Useful especially for visualizations. standardize_titles
applies some English-language conventions, including converting underscores to spaces, capitalizing important words, removing leading articles, and dropping subtitles.
Value
A data frame with one column adjusted.
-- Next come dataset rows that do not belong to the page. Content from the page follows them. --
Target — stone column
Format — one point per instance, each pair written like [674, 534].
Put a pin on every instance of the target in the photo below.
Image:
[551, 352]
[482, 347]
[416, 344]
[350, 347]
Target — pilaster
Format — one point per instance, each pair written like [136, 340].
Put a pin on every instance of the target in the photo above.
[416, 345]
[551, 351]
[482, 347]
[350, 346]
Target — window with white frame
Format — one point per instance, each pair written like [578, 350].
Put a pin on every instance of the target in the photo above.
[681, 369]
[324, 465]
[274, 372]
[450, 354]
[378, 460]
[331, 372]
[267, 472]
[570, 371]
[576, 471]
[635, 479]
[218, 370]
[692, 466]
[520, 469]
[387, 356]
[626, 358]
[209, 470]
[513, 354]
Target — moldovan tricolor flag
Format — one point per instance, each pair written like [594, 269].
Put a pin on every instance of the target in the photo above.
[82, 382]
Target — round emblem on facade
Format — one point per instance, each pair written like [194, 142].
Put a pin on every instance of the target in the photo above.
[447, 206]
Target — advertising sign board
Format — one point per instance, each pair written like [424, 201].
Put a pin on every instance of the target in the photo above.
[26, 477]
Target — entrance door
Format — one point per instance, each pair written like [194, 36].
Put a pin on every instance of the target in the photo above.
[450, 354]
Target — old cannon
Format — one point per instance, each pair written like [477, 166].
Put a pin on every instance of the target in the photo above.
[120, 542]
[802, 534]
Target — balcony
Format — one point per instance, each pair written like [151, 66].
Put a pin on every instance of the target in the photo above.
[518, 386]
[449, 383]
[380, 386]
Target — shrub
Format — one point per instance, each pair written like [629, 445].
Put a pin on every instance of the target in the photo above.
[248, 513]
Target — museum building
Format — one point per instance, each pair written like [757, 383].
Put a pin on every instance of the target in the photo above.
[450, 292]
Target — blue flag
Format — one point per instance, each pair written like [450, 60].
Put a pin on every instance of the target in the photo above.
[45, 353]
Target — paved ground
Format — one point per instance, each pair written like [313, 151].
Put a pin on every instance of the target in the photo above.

If .data is a character vector instead of a data frame, then a character vector is returned.
Examples
dubliners <- get_gutenberg_corpus(2814) |>
load_texts() |>
identify_by(part)
##### Standardizing strings #####
# Before `standardize_titles()`
unique(dubliners$doc_id)
#> [1] THE SISTERS AN ENCOUNTER
#> [3] ARABY EVELINE
#> [5] AFTER THE RACE TWO GALLANTS
#> [7] THE BOARDING HOUSE A LITTLE CLOUD
#> [9] COUNTERPARTS CLAY
#> [11] A PAINFUL CASE IVY DAY IN THE COMMITTEE ROOM
#> [13] A MOTHER GRACE
#> [15] THE DEAD
#> 15 Levels: THE SISTERS AN ENCOUNTER ARABY EVELINE ... THE DEAD
# After `standardize_titles()`
unique(dubliners$doc_id) |>
standardize_titles()
#> [1] The Sisters An Encounter
#> [3] Araby Eveline
#> [5] After the Race Two Gallants
#> [7] The Boarding House A Little Cloud
#> [9] Counterparts Clay
#> [11] A Painful Case Ivy Day in the Committee Room
#> [13] A Mother Grace
#> [15] The Dead
#> 15 Levels: The Sisters An Encounter Araby Eveline ... The Dead
##### Standardizing a data frame #####
dubliners_measured <- dubliners |>
add_vocabulary()
# Before `standardize_titles()`
dubliners_measured |>
plot_vocabulary(labeling = "inline")
#> `geom_smooth()` using formula = 'y ~ s(x, bs = "cs")'
# After `standardize_titles()`
dubliners_measured |>
standardize_titles() |>
plot_vocabulary(labeling = "inline")
#> `geom_smooth()` using formula = 'y ~ s(x, bs = "cs")'